SPARK-2638 MapOutputTracker concurrency improvement by javadba · Pull Request #1542 · apache/spark

javadba · 2014-07-23T04:38:31Z

Spark-2638 Improve concurrency of fetching Map outputs

This issue was noticed while perusing the MapOutputTracker source code. Notice that the synchronization is on the containing "fetching" collection - which makes ALL fetches wait if any fetch were occurring.
The fix is to synchronize instead on the shuffleId (interned as a string to ensure JVM wide visibility).

For further details please refer to the JIRA.

AmplabJenkins · 2014-07-23T04:42:00Z

Can one of the admins verify this patch?

zsxwing · 2014-07-23T12:11:05Z

core/src/main/scala/org/apache/spark/MapOutputTracker.scala

This is not a correct fix:

Should always use the same lock to protect the access of fetching to set up the happen-before relation.

fetching.wait() should always be used under the protection of the fetching lock. See javadocs: http://docs.oracle.com/javase/7/docs/api/java/lang/Object.html#wait()

In addition, using the monitor of an object from outside to synchronized makes it hard to analyse the codes because the monitor of this object may be used (or used in the future) in other place and the developer may not notice somebody has already used it here.

Yes I see your point and agree there is a problem in the proposed fix.. My fix is incorrect in that we need to match the outer shuffleId.toString.intern.synchronized to the inner shuffleId.toString.intern.wait().

Then the code should look like this:

val monitor = shuffleId.toString.intern
monitor.synchronized {
..
monitor.wait()
}

Do you agree?

javadba · 2014-07-25T16:08:40Z

Hi, thanks for taking the time to review this PR again.
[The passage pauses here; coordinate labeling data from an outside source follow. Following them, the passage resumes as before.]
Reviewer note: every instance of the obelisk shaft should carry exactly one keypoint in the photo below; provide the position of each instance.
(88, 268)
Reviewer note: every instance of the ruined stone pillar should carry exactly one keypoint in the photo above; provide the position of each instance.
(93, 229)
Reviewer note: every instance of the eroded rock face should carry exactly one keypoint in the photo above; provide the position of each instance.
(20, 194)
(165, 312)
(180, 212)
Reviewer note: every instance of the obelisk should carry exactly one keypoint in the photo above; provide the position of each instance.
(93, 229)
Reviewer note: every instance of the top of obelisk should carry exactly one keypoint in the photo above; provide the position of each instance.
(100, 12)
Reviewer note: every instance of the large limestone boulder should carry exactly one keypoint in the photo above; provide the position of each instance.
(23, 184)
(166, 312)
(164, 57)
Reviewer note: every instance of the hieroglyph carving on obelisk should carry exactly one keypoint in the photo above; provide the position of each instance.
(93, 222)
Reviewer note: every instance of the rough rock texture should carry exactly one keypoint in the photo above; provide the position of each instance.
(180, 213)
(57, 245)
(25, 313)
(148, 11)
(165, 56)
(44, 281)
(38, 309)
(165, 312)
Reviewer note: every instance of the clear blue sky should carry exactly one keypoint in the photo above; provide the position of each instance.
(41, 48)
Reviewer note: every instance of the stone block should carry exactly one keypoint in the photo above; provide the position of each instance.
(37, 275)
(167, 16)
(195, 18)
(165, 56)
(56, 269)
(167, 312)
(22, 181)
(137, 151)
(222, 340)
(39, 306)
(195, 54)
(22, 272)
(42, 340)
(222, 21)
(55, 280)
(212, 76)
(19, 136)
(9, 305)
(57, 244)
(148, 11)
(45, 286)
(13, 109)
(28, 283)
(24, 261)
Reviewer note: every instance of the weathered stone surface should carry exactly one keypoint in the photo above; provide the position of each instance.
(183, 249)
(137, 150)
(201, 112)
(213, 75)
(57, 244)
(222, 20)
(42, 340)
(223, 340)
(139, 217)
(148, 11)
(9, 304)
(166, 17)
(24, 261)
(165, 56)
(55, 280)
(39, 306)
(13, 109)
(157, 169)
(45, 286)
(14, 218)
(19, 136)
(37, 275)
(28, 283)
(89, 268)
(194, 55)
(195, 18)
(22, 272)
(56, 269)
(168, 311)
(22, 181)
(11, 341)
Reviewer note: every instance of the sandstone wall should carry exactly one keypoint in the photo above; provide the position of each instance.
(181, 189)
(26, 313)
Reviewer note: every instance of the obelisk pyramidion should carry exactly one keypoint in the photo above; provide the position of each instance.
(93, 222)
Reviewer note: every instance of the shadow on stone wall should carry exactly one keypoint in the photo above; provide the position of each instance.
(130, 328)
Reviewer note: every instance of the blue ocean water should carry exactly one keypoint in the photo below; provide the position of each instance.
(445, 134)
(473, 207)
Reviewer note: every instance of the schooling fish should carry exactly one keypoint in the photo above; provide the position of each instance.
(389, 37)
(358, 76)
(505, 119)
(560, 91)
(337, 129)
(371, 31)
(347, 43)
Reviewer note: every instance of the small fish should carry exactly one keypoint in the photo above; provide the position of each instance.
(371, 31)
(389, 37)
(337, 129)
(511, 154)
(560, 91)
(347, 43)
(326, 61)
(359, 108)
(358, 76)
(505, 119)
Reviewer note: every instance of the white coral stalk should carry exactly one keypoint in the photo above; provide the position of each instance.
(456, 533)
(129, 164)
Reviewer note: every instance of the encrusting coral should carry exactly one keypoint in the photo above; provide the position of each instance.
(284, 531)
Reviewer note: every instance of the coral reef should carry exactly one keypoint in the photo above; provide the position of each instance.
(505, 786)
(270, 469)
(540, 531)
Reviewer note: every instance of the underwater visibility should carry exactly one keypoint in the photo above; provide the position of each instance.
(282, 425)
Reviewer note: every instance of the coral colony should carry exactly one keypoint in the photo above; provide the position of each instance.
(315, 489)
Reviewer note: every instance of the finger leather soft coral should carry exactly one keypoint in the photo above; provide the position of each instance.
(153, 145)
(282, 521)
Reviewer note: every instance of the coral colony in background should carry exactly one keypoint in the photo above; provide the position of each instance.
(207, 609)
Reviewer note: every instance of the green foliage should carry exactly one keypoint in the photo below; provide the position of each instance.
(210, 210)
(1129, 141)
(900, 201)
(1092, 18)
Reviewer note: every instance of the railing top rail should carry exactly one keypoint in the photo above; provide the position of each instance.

A couple of things maybe I should have pointed out:

a. The strategy here is not to use the container collection "fetching" to enforce the proper concurrency. Instead the monitor is on the contained object shuffleId.
b. To ensure that changes to "fetching" itself do not cause deadlock/race conditions, the fetching itself was changed to a ConcurrentSkipList.

In addition, using the monitor of an object from outside to synchronized makes it hard to analyse the codes because the monitor of this object may be used (or used in the future) in other place and the developer may not notice somebody has already used it here.

This has been addressed in my latest fix. There is no place that the intern'ed monitor is not used within the synchronized block.

The read/write operation of fetching should use the same monitor according to the java memory model. Here for different shuffleId, you use different monitor. That's wrong.
This is not true after the latest fix - as described above in my (a), (b).

Thanks again for your help in reviewing this proposed improvement.

javadba · 2014-07-25T19:32:17Z

Hi again. Upon closer inspection of the existing code/ functionality we do have an opportunity here to:
(a) reduce the code size / complexity
(b) at the same time improve the concurrency by a factor of the number of concurrent MapOutput fetch requests

Here is an initial version of the rewrite of getServerStatuses. Notice it has a single synchronized and reduces the SLOC from 53 to 32. I am going to write a thorough unit test to demonstrate (a) correctness and (b) improved concurrency of this new version versus the existing

def getServerStatuses(shuffleId: Int, reduceId: Int): Array[(BlockManagerId, Long)] = {
val monitor = shuffleId.toString.intern
var statuses: Array[MapStatus] = null
monitor.synchronized {
statuses = mapStatuses.get(shuffleId).orNull
if (statuses == null) {
logInfo(s"Fetching for shuffle $shuffleId ; tracker actor = $trackerActor")
val fetchedBytes =
askTracker(GetMapOutputStatuses(shuffleId)).asInstanceOf[Array[Byte]]
fetchedStatuses = MapOutputTracker.deserializeMapStatuses(fetchedBytes)
if (fetchedStatuses != null) {
logInfo(s"We got the output locations for shuffle $shuffleId ; tracker actor = $trackerActor")
mapStatuses.put(shuffleId, fetchedStatuses)
return MapOutputTracker.convertMapStatuses(shuffleId, reduceId, fetchedStatuses)
} else {
throw new MetadataFetchFailedException(
shuffleId, reduceId, "Missing all output locations for shuffle " + shuffleId)
}
} else {
return MapOutputTracker.convertMapStatuses(shuffleId, reduceId, statuses)
}
}
}

btw the sync on statuses was moved to the private method : reduces code size and also avoids risk of someone not remembering to include synchronization:

private def convertMapStatuses(
..
statuses.synchronized {
.,
}

JoshRosen · 2014-07-25T19:56:23Z

As I commented on the JIRA, unless I've missed something I'm not sure that the original code exhibits significant concurrency issues: no time-consuming work is performed in the synchronized blocks and the actual MapOuputTracker requests proceed in parallel without holding any locks. The only potential issue that I see is many concurrent duplicate requests causing a big queue of waiters on the lock that results in many spurious wakeups as statuses are fetched; this seems unlikely to happen in practice, though.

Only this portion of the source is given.